J’ai recommencé à colorier grâce à mon amie Patricia qui a lancé son premier cahier à colorier. Oui, oui, colorier. Je dis recommencer même si je ne saurais dire quand j’avais arrêté. J’imagine à l’âge où les garçons sont devenus plus intéressants que des motifs de cactus.

C’est un véritable rituel. Je mets un album de musique que j’écoute de A à Z. Comme l’artiste l’a créée. Je tamise les lumières, me prépare une tasse de thé.

Quand je me suis installée la première fois pour attaquer mon œuvre d’art, mes idéaux étaient pas mal élevés. Je m’attendais à être en transe à chaque coup de crayon, en immersion complète, en méditation éveillée. Douche froide. C’était l’autoroute de planification habituelle dans ma tête. J’oublie souvent l’importance du terme pratique, comme dans une pratique de méditation. Ça s’apprivoise ces petites bêtes.

Mais à chaque coup de crayon, j’apprends plus sur moi. Sur ma tendance à vouloir suivre les lignes sans jamais dépasser, à mon obsession à terminer un dessin dès que je l’ai entamé, à mon empressement à passer au suivant. Ça me rappelle pourquoi je ne fais plus de casse-tête d’ailleurs.  

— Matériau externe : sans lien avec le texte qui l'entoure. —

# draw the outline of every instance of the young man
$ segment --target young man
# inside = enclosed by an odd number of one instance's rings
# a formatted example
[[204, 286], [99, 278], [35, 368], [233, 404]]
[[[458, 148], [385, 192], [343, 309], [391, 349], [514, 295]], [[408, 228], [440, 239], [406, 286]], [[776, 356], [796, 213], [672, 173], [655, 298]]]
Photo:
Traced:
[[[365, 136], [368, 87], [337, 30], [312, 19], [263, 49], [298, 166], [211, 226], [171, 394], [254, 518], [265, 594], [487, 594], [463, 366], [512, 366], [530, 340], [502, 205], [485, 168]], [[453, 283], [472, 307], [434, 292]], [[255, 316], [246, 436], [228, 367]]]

Patricia dit son introduction : « Respectez le résultat tel qui apparait, il sera original et à l’image de votre état d’esprit ». C’est vrai. Je regarde chaque dessin et me rappelle l’état dans lequel j’étais. Les couleurs choisies, la spécificité des traits de crayons.

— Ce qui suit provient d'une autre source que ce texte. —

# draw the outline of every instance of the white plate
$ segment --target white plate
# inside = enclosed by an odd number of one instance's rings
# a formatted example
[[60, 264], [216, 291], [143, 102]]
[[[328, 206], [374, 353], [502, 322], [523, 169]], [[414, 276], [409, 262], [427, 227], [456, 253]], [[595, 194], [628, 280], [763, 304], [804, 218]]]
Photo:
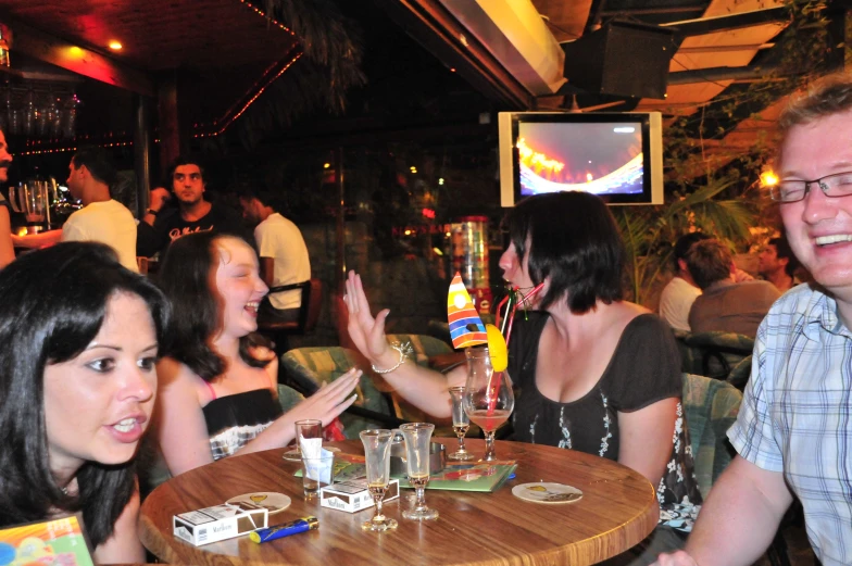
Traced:
[[289, 507], [292, 500], [288, 495], [276, 491], [255, 491], [230, 498], [225, 503], [233, 505], [245, 504], [251, 508], [266, 507], [270, 510], [270, 513], [278, 513]]
[[522, 483], [512, 488], [512, 494], [524, 501], [534, 503], [546, 503], [549, 505], [561, 505], [563, 503], [574, 503], [582, 499], [582, 491], [564, 483], [535, 482]]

Il y a quelque chose de tellement beau à revenir à des plaisirs d’antan. Dessiner, faire la roue, jouer au parc avec des enfants. Quand je dis que je dessine, la réponse quasi immédiate est : tu as donc bien du temps! Ha le temps. J’ai pourtant le même temps que tout le monde, mais je choisis ce que j’en fais. C’est un peu comme quand on me dit à quel point je suis chanceuse d’être travailleuse autonome et de prendre congé n’importe quand (parce que nous savons tous que c’est juste ça être travailleur autonome!).

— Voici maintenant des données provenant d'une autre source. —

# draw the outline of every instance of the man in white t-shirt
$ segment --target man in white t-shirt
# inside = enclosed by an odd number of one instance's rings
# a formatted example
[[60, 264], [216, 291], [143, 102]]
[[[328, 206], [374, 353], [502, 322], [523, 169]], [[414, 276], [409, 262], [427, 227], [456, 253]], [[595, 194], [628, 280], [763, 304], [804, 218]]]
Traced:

Ce n’est pas de la chance, ce sont des choix. Des choix qui demandent de réorganiser sa vie, de parfois nager à contre-courant. Des choix qui m’ont été enlevés dernièrement, sans que j’aie le droit de veto. C’est drôle quand même la démocratie parfois. 

Bon, je m’éloigne du sujet.

Récemment, ma nièce du haut de ses 4 ans est venue chez moi. La première chose qu’elle a vue est le cahier et les crayons à colorier. Je l’entends s’exclamer, les crayons déjà en mains 

  • Des mandalas!!

Et moi affolée de lui répondre :

  • Nonnnnnnn c’est MON cahier.

Pauvre puce, elle a hérité à la place d’une vieille feuille lignée pour immortaliser sa créativité. On ne change jamais vraiment.